19-year-old activist Molly Fenton talked to HuffPost U.K. about the lack of action to get period products to those who need it. “It’s very worrying to see how little was being done by the people in power, especially now that there are products available,” she says. “These numbers are going to continue to rise, as people are finding it harder than ever to have a stable income.”
Fenton went on to talk about why she believed that Period Poverty still has a stigma around it. “People feel a lot of guilt around it as if it’s their own fault. They see it as something that holds them back. It doesn’t just affect things like missing education but also socially. It affects every aspect of life.”

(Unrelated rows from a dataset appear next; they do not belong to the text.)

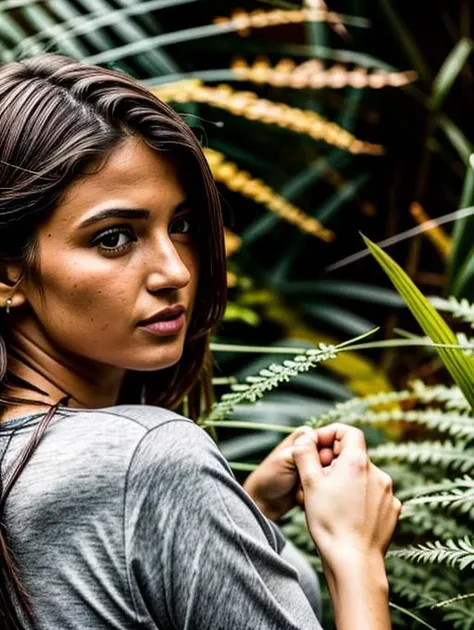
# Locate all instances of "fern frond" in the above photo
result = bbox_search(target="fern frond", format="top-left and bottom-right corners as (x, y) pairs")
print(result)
(204, 149), (334, 241)
(429, 296), (474, 328)
(309, 381), (468, 427)
(398, 476), (474, 501)
(369, 441), (474, 472)
(402, 488), (474, 518)
(231, 58), (417, 89)
(389, 537), (474, 570)
(410, 381), (471, 411)
(342, 408), (474, 439)
(309, 390), (415, 427)
(154, 79), (383, 155)
(430, 593), (474, 608)
(203, 343), (337, 426)
(400, 505), (472, 540)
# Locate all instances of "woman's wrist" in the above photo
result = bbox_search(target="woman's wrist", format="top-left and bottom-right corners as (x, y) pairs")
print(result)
(323, 548), (388, 597)
(323, 553), (391, 630)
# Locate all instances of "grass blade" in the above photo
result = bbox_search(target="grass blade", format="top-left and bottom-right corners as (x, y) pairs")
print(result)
(363, 236), (474, 408)
(433, 38), (473, 108)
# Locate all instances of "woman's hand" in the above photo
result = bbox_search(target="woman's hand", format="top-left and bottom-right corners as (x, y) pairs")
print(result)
(293, 424), (401, 569)
(243, 426), (317, 521)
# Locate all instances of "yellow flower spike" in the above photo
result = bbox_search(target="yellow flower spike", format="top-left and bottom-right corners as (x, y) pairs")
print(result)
(231, 58), (417, 89)
(204, 149), (334, 241)
(151, 81), (383, 155)
(214, 7), (343, 34)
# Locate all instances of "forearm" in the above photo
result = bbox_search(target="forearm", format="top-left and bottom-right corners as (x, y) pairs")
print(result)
(325, 557), (392, 630)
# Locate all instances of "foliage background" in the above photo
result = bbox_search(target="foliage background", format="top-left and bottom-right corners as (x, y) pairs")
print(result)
(0, 0), (474, 629)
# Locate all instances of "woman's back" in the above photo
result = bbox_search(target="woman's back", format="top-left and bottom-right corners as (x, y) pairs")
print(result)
(0, 405), (319, 630)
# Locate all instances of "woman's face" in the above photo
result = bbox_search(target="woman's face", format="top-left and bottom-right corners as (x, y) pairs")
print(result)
(18, 138), (198, 371)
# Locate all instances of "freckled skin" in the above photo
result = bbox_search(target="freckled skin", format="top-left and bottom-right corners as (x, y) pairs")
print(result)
(9, 138), (198, 398)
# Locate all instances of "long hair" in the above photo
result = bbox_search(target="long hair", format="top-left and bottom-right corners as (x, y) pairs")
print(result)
(0, 54), (226, 630)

It shows a problem not only in the U.K., but in the United States, as well. Time and time again, it is on those with periods to deal with them and pay whatever corporations deem a correct price in order to just live their lives. It is up to us, and if we can’t afford it, oh well. In fact, in some states, there are still Tampon Taxes in place, so we’re being taxed just to buy the necessary period products we need to function in life.
Over and over again, we put this price on those with periods instead of finding a way to make it affordable for all (or better yet, FREE). Until then, I’m happy that Period Poverty is being talked about, because maybe there will be a real move forward in getting free period products to people everywhere.